Currently, BEAGLE will always build with
-march=native
when the compiler supports it:https://github.com/beagle-dev/beagle-lib/blob/2af91163d48bed8edfbf64af46d5877305546fd1/CMakeLists.txt#L14
https://github.com/beagle-dev/beagle-lib/blob/2af91163d48bed8edfbf64af46d5877305546fd1/CMakeLists.txt#L119-L123
This makes it trickier to distribute binaries as users' systems may need to minimally match SIMD support of host.
In Homebrew, this may be the reason why we are occasionally hitting segfaults when testing packages that use BEAGLE (e.g. BEAST and MrBayes).

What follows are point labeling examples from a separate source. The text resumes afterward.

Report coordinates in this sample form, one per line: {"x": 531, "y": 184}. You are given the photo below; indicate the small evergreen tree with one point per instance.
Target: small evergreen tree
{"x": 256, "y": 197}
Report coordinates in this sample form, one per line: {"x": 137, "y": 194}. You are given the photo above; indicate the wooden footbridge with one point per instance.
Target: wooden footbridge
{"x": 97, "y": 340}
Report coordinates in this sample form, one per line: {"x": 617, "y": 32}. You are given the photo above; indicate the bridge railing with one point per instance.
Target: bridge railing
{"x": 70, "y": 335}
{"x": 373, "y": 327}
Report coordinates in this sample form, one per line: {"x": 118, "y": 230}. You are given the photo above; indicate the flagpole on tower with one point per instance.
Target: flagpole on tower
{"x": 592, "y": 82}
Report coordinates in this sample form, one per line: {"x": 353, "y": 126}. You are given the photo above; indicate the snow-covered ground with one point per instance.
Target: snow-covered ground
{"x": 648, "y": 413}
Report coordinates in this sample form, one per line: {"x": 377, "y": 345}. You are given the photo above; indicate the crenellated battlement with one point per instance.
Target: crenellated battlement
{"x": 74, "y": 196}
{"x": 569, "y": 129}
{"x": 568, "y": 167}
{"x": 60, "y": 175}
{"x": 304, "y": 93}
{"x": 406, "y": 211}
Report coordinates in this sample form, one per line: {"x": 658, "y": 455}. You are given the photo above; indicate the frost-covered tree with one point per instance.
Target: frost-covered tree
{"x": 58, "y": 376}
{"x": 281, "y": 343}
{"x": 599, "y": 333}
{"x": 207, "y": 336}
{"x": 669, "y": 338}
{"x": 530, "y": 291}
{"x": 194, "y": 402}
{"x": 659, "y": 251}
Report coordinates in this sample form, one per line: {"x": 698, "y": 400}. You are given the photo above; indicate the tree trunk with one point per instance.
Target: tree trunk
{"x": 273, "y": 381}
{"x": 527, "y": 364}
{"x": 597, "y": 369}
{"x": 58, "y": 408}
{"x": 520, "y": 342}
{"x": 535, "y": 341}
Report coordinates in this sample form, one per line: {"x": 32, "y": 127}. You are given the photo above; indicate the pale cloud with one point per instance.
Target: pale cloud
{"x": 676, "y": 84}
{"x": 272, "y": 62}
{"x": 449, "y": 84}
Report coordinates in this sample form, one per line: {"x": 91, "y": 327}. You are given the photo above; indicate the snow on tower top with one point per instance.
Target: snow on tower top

When experimenting with disabling
BEAGLE_OPTIMIZE_FOR_NATIVE_ARCH
, I saw the compilation would fail on_mm_dp_pd
: https://github.com/beagle-dev/beagle-lib/blob/2af91163d48bed8edfbf64af46d5877305546fd1/libhmsbeagle/CPU/BeagleCPU4StateSSEImpl.hpp#L62This appears to be a SSE4.1 intrinsic. So, when I removed
-march=native
, build was missing-msse4.1
needed to use the intrinsic.In older BEAGLE releases, there was support for disabling SSE2: https://github.com/beagle-dev/beagle-lib/blob/35bbe781fd0faa265d94926264000118c234c772/configure.ac#L315
It would be nice to allow compiling without SSE4.1.
Specifically, in Homebrew, we want to build Linux binaries for Core2 (up to SSSE3) and macOS binaries for Nehalem (up to SSE4.2).